Causal Inference - a language & symbols cheat sheet

The “notes” category indicates that much of this post is my summary and interpretation from sources I’m using to learn about a topic of interest. As such, most of the following are not my original thoughts.

Learning hard stuff is hard, and it continues to be hard long after you would like it to have become easier.

It’s that ‘I know this but I also don’t KNOW this" feeling.

This is where I’m at with causal inference. I have a handle on some of it, but every now and then I find myself in a forest of “the joint probability on theta given the marginal conditions of Y presupposes independence from A” trees and I need to come up for air, a cup of tea, and a refresher.

And maybe you do KNOW it, but it’s still nice to have backup.

Language

Marginal probability - the probability of an event occurring, independent of any other events.

• Causes are understood within the context of marginal distributions. A cause Y would always have some effect X, independent of other conditions.

We understand this intuitively. If you always get a stomach ache after going to a gas station, but you always purchase and consume an entire bag of sour straws when you get gas, you aren’t likely to say ‘going to the gas stations causes my stomach aches’. The effect is (presumably) conditional on the sour straw consumption.

Conditional probability - the probability of an event occurring, given another event or condition.

• Associations are understood within the context of conditional distributions. Y is associated with X in this sample population.

Again, we intuitively understand that not everything that is associated in causal.

Exchangeability - if the baseline risk of the outcome in group 1 is the same as the baseline risk of the outcome in group 2, the groups are said to be exchangeable.

• Randomization is expected to produce exchangeability.
• Randomization makes the counterfactual outcome jointly independent of the observed treatment.
  • This is different from saying the observed outcome is independent of the observed treatment. If the treatment has a causal effect on the outcome, they are dependent.
• Because the conditional risks of the outcome are expected to be equal in all random subsets defined by treatment status, they must be equal to the marginal risk under treatment status a in the whole population. (This is the mathematical basis of an ’experimental’ and ‘control’ group standing in for the entire target population under the exprimental or control treatment status.)

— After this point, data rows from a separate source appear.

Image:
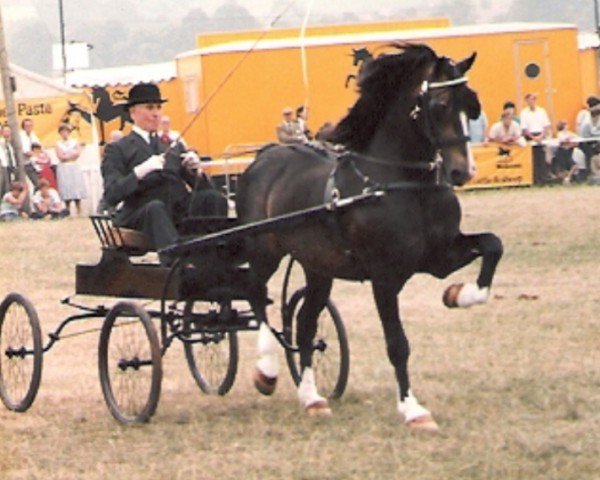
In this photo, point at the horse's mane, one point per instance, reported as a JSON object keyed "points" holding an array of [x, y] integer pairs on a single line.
{"points": [[380, 82]]}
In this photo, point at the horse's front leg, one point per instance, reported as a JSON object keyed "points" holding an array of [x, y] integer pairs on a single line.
{"points": [[317, 293], [463, 251], [415, 415]]}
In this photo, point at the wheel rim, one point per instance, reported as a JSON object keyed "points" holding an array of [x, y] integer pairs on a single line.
{"points": [[129, 367], [18, 362], [326, 363], [212, 362], [330, 348]]}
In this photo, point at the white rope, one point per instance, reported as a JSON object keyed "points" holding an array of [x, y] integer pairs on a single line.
{"points": [[303, 52]]}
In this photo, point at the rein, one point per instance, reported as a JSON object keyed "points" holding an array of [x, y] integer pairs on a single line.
{"points": [[422, 106]]}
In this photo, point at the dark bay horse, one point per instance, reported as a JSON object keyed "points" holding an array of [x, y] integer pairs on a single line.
{"points": [[405, 136]]}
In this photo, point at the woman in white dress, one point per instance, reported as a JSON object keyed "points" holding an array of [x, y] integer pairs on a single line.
{"points": [[71, 185]]}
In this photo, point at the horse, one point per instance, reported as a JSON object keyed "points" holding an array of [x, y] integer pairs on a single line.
{"points": [[360, 56], [106, 110], [406, 137]]}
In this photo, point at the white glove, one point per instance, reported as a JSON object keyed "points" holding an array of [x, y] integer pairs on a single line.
{"points": [[155, 162], [191, 161]]}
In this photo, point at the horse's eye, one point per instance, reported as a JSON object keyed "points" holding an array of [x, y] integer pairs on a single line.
{"points": [[438, 109]]}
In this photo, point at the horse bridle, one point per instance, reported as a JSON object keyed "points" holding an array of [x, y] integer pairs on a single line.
{"points": [[423, 106]]}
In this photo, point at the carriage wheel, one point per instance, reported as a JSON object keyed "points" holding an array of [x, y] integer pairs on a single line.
{"points": [[331, 355], [20, 352], [130, 363], [213, 361]]}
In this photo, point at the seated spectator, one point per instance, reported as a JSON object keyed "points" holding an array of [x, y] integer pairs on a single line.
{"points": [[13, 202], [506, 132], [289, 131], [43, 164], [594, 176], [535, 122], [324, 132], [583, 116], [47, 202], [591, 125], [564, 167], [511, 107], [301, 119]]}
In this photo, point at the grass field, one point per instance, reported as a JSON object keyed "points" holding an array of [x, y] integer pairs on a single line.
{"points": [[514, 384]]}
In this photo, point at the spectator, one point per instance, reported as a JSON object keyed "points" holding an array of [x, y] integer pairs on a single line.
{"points": [[507, 132], [13, 203], [325, 131], [42, 164], [8, 161], [71, 185], [564, 167], [115, 136], [301, 119], [510, 105], [288, 131], [535, 123], [594, 176], [154, 187], [583, 116], [28, 137], [591, 124], [478, 129], [47, 202]]}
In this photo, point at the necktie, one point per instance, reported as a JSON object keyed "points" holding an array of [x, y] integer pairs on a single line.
{"points": [[9, 157], [154, 143]]}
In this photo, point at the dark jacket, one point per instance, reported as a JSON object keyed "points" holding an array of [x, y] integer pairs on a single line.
{"points": [[168, 185]]}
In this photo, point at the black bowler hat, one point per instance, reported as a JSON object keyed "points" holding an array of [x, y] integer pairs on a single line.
{"points": [[144, 93]]}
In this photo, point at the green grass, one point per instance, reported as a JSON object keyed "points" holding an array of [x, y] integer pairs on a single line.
{"points": [[514, 384]]}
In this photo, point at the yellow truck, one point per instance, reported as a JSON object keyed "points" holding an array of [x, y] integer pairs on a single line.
{"points": [[318, 69]]}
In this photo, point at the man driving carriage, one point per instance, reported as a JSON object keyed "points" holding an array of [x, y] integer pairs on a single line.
{"points": [[159, 185]]}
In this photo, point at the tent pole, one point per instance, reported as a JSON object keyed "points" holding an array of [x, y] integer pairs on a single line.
{"points": [[9, 102]]}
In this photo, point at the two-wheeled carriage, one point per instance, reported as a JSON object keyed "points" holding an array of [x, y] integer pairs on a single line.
{"points": [[205, 301]]}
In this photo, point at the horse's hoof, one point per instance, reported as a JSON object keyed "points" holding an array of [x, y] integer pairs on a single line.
{"points": [[451, 295], [426, 423], [320, 408], [265, 385]]}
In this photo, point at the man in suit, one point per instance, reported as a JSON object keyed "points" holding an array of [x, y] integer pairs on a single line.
{"points": [[153, 180]]}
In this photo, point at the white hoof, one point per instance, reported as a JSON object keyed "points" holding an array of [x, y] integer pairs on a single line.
{"points": [[425, 423], [313, 403], [416, 416], [318, 409], [465, 295]]}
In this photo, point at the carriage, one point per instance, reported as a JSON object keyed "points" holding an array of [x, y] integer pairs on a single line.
{"points": [[204, 305], [381, 208]]}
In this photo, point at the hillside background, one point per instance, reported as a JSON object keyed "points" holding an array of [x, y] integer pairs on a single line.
{"points": [[125, 32]]}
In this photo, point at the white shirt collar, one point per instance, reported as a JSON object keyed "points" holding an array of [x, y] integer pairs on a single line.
{"points": [[142, 133]]}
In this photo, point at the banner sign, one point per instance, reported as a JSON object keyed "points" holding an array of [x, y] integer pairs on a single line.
{"points": [[49, 112], [502, 167]]}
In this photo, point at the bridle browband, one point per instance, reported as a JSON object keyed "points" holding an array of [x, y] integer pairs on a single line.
{"points": [[422, 106]]}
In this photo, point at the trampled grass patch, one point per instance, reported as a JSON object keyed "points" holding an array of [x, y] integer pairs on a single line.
{"points": [[514, 384]]}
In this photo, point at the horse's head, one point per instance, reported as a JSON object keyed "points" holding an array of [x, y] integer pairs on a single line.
{"points": [[413, 105], [443, 106]]}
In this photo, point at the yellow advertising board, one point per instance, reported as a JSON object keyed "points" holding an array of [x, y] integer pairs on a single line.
{"points": [[502, 168], [49, 112]]}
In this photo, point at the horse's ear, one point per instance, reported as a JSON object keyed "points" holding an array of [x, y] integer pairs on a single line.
{"points": [[465, 65]]}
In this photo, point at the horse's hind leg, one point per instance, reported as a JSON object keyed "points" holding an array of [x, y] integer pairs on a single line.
{"points": [[317, 293], [463, 251], [267, 366], [415, 415]]}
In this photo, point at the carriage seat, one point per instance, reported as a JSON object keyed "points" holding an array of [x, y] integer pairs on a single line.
{"points": [[133, 242]]}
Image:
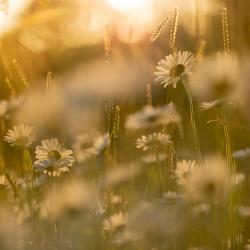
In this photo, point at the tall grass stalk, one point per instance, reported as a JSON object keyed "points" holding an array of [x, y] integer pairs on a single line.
{"points": [[192, 118]]}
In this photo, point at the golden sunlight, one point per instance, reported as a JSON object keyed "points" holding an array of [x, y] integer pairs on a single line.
{"points": [[127, 5]]}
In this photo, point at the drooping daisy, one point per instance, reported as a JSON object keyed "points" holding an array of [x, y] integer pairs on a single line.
{"points": [[153, 140], [174, 67], [116, 221], [52, 158], [151, 116], [21, 135], [184, 169]]}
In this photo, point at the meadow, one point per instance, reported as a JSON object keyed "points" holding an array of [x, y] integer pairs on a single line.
{"points": [[124, 124]]}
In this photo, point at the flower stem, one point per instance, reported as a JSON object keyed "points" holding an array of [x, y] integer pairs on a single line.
{"points": [[191, 107]]}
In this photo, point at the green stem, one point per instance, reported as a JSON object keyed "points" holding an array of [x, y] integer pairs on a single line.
{"points": [[191, 107]]}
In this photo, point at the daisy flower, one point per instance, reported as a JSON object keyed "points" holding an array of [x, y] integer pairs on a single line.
{"points": [[52, 158], [21, 135], [210, 105], [152, 141], [183, 171], [174, 67], [153, 116]]}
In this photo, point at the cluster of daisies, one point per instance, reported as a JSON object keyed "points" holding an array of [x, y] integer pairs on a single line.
{"points": [[152, 201], [52, 157]]}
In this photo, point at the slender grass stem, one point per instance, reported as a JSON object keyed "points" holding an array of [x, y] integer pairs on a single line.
{"points": [[192, 119]]}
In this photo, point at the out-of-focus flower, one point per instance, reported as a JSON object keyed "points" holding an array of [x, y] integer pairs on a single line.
{"points": [[239, 178], [218, 77], [174, 67], [184, 170], [201, 209], [12, 227], [151, 221], [247, 246], [3, 107], [242, 153], [3, 182], [153, 141], [150, 116], [70, 199], [52, 157], [87, 146], [116, 221], [122, 174], [244, 211], [152, 158], [170, 198], [116, 199], [43, 111], [102, 143], [83, 147], [210, 183], [210, 105], [21, 135]]}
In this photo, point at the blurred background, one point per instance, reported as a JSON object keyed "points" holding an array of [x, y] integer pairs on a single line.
{"points": [[101, 49]]}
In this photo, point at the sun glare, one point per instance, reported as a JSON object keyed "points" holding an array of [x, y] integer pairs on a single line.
{"points": [[127, 5]]}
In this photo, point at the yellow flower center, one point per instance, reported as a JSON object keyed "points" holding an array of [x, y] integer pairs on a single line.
{"points": [[54, 155], [177, 70]]}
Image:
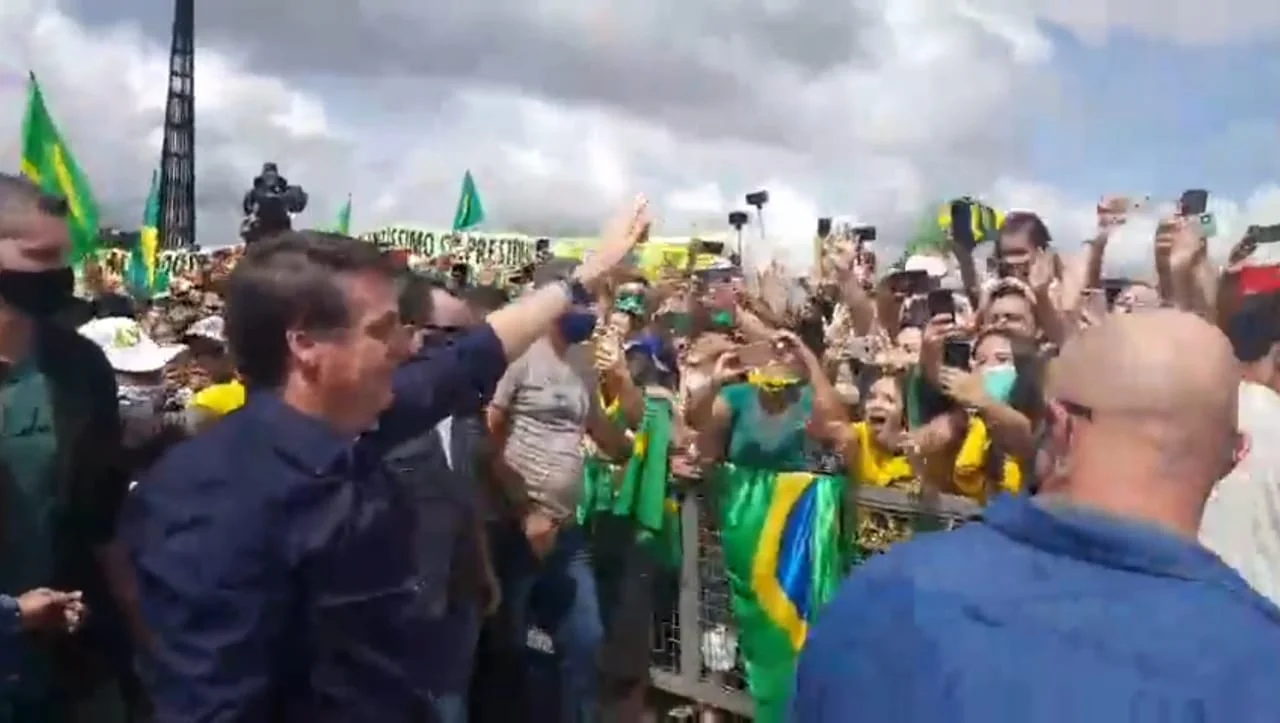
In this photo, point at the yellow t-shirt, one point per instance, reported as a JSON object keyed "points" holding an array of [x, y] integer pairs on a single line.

Crossover experiment - sequentially observing an individual’s outcome under two treatment values (could be control and experimental, or two different experimental treatment values).

• Assumptions:
  • No carryover effect
  • The causal effect of the treatment does not depend on time
  • The counterfactual outcome under no treatment does not depend on time

Marginally randomized experiments - using a single unconditional randomization.

Conditionally randomized experiments - using two or more assignment probabilities that depend on the value of another variable.

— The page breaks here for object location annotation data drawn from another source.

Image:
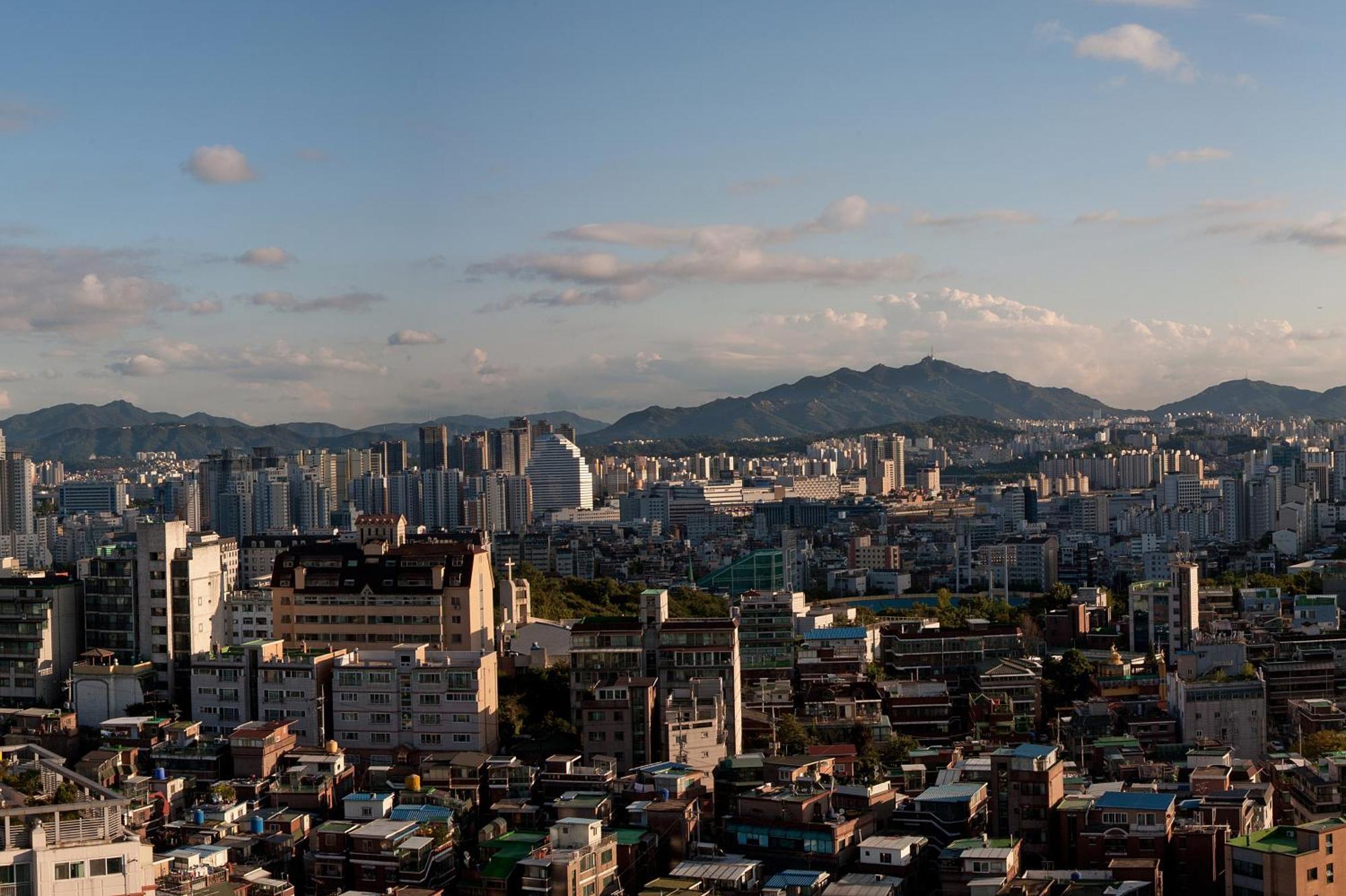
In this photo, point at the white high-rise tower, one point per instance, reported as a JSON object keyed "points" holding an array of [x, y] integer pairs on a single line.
{"points": [[559, 476]]}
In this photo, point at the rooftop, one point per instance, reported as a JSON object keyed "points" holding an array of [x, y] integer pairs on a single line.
{"points": [[1135, 800], [838, 632], [1274, 840], [951, 793]]}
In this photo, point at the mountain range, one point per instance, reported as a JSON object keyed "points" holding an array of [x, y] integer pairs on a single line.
{"points": [[75, 434], [849, 399], [843, 400]]}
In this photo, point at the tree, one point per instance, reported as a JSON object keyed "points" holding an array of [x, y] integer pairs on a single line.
{"points": [[897, 750], [792, 735], [224, 793], [439, 832], [1065, 680], [1322, 743]]}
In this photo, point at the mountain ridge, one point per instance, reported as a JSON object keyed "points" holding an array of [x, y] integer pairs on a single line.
{"points": [[75, 433], [839, 402], [847, 399]]}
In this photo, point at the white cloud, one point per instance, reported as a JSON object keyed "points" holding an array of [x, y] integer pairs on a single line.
{"points": [[1325, 231], [1053, 33], [484, 371], [907, 301], [18, 116], [141, 367], [414, 338], [277, 363], [219, 165], [266, 258], [849, 213], [79, 293], [1099, 217], [853, 321], [1141, 46], [1188, 157], [286, 302], [987, 216]]}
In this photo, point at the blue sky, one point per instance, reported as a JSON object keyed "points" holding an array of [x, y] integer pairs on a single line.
{"points": [[391, 212]]}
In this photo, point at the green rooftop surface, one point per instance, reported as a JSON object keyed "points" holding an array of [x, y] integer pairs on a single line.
{"points": [[1274, 840], [977, 843], [508, 851]]}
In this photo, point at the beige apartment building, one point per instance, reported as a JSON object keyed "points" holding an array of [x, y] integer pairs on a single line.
{"points": [[375, 595]]}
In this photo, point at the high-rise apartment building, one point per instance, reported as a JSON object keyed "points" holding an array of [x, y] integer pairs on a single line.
{"points": [[522, 435], [691, 649], [40, 638], [442, 498], [434, 447], [17, 516], [180, 597], [559, 476]]}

• Conditional randomization does not usually result in exchangeability, but there may be other reasons to employ this design.
• But there will be exchangeability within the strata of the variable on which you conditioned. This is conditional exchangeability.
• You can then compute the causal effects within strata of the conditioning variable.
  • If the causal effects across strata are the same, we have treatment effect homogeneity.
  • If the causal effects across the strata are different, we have treatment effect heterogeneity. This is also called effect modification.

Observational Studies

“The best explanation of an association between treatment and outcome in an observatinal study is not necessarily a causal effect of the treatment on the outcome” -What If? by Miguel Hernan and James M. Robins

Analytically, we treat observational studies as conditionally randomized experiments, where we conditioned the treatment assignment on a set of covariates L. This works under the following assumptions:

1. The values of the treatment under comparison correspond to well-defined interventions that correspond to versions of the treament in the data (consistency)
2. The conditional probability of receiving every value of treatment depends only on measured covariates L (conditional exchangeability)
3. The probability of receiving every value of treatment conditional on L is greater than 0 (positivity)

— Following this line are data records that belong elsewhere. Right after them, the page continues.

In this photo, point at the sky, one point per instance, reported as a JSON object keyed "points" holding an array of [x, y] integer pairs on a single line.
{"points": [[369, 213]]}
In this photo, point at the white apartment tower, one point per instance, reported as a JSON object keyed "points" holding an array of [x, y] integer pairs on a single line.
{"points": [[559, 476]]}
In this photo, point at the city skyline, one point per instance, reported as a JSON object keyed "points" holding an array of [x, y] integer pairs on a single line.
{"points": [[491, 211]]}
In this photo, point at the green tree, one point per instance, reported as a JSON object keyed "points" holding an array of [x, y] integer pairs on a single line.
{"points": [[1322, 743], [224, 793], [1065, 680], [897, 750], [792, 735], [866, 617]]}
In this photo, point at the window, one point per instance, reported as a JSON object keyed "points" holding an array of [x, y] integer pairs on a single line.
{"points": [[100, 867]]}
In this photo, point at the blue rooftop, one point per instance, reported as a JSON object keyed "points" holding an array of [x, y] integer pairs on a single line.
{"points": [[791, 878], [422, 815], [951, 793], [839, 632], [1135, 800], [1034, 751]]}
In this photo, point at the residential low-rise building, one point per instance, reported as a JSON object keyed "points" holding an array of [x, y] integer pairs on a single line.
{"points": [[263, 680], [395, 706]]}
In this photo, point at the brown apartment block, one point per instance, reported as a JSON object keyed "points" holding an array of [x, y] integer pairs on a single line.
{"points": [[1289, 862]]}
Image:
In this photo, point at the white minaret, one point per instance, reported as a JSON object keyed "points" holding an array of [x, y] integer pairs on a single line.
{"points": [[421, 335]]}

Together, these three assumptions are termed the identifiability conditions.

In experimental studies, exchangeability and positivity are built into the design. Observational studies, in contrast, do not guarantee either. Selection biases can create conditions in which only one type of person is experiencing a given treatment level.

Back to the stomach ache example: when you go to the gas station you always eat a pack of sour straws and chug a Mountain Dew. You then get a stomach ache. You have no way of knowing whether the sour straws or Mountain Dew is responsible for this because you always consume them together. You have no data on what happens if you only drink a Mountain Dew, and therefore have no comparison to make.

As for consisitency, it’s critical that the treatment and outcome are well-defined within a study. This is how we can ensure that the outcome under a treatment level is consistent. If the treatment is poorly defined, then variations on the treatment may lead to different causal outcomes, and this assumption has been violated.

In some cases, treatment-variation irrelevance is assumed, meaning all versions of the treatment have the same effect. An example given in What If? is different blood pressure medications all resulting in “treated” high blood pressure.

Symbols

• Pr[Y] - The marginal probability of event Y.
• Pr[Y|A] - The conditional probability of event Y given A.

References

1. Hernán MA, Robins JM (2020). Causal Inference: What If. Boca Raton: Chapman & Hall/CRC.